In an interview, Warren said he made the decision because 30 days is simply not enough time for people in the community to discuss the proposal.
He said the city is committed to hosting workshops and educational forums this fall to discuss affordable housing, covering both existing projects and possible future projects.
Warren said he would be open to considering the Engine 6 proposal again at a later date.
Van Campen said she understands Warren’s desire for more time, and is looking forward to talking with him. She said she is still hoping that he will decide to grant the funds, but if he does not, Metro West will seek a bridge loan to complete the purchase and sale.
“The plan all along had been to look in as many places as possible” for funding, she said. “We will certainly continue to work with the City of Newton planning staff and the mayor to try to obtain those funds.”
Timothy Boon, CEO of Hospice of the Good Shepherd, said Thursday that his nonprofit still plans on closing the sale with Metro West on time.
“They have not asked us to change anything,” he said. “Unless and until they call us and say something different, we are still obliged to close the 12th of August.”
On Tuesday, a spokeswoman for Pine Street expressed disappointment over the mayor’s decision. “Without the support of the City of Newton, we are unable to move forward on this project,” Barbara Trevisan announced in a statement.
On Thursday, however, Trevisan said that while the Pine Street organization stands by its earlier position, “we can’t predict the future, and if things should change with funding, we would be happy to work with Metro West and the City of Newton. We are definitely leaving the door open.”
If Metro West can line up funding, whether through the city or through some other source, public or private, Van Campen said, it would still have to apply for a comprehensive permit from the city’s Zoning Board of Appeals.
While some in Waban had been enraged by the proposal, others were supportive of Engine 6, and said they were upset with the mayor’s decision.
“We were very disappointed, extremely disappointed he cut the democratic process short,” said Elizabeth Baum, who lives on Metacomet Road. “He capitulated to the loudest and most aggressive groups.”
On Tuesday night, after the mayor’s announcement, Baum said, she held a meeting with about 20 Engine 6 supporters to discuss how to move forward. They formed the Engine 6 Committee and decided to try to set up a meeting with Warren, to encourage other supporters to write letters to local news media, and to try to get education about homelessness and mental illness implemented in local schools. She said the group is compiling a list of supporters, which had 50 or 60 names on it last week.
“The first step was to let the mayor know that shutting this period down was really a shame,” she said, “especially because . . . he referenced that there was not enough time to have a community dialogue about this, and meanwhile, he shut the community dialogue down.” A spokesman for Warren said the mayor would be happy to meet with supporters, and a date would be scheduled.
Alderwoman Deborah Crossley, who moderated meetings about Engine 6 and was working to educate residents about the proposal, said she also was unhappy with the mayor’s decision.
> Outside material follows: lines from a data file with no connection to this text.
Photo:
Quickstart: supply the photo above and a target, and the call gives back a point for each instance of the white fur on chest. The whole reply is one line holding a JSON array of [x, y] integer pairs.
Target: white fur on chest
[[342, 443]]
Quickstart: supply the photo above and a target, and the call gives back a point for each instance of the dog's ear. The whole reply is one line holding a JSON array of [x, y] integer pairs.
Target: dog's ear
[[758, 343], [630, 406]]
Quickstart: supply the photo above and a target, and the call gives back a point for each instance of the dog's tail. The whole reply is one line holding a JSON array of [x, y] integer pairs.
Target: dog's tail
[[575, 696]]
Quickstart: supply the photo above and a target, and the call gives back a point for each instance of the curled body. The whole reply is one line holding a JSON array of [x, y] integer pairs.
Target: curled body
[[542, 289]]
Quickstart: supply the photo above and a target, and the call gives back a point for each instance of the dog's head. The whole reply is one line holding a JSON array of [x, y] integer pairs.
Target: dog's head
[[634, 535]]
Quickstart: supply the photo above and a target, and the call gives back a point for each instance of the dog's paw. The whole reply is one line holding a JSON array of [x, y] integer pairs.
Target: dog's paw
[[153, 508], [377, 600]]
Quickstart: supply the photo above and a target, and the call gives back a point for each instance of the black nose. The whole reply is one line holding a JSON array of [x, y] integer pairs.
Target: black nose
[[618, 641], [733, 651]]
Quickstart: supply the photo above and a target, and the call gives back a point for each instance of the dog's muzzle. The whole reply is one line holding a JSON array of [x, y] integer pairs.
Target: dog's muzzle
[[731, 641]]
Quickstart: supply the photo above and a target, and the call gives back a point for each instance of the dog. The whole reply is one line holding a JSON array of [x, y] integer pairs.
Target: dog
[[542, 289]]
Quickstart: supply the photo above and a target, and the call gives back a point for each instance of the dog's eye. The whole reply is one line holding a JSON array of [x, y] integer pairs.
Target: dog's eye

“I urged him not to do this, because, to me, we had a public process that we had put in place, that everybody was gearing up to participate in,” she said.
While the meetings had been contentious, she said, people were beginning to work through the information, ask questions, and understand.
“I’m very disappointed. I worked very hard on this,” she said. “To be told, close to the time when the event is scheduled, that ‘everything’s off, sorry,’ in order to stop a difficult conversation, makes no sense to me.”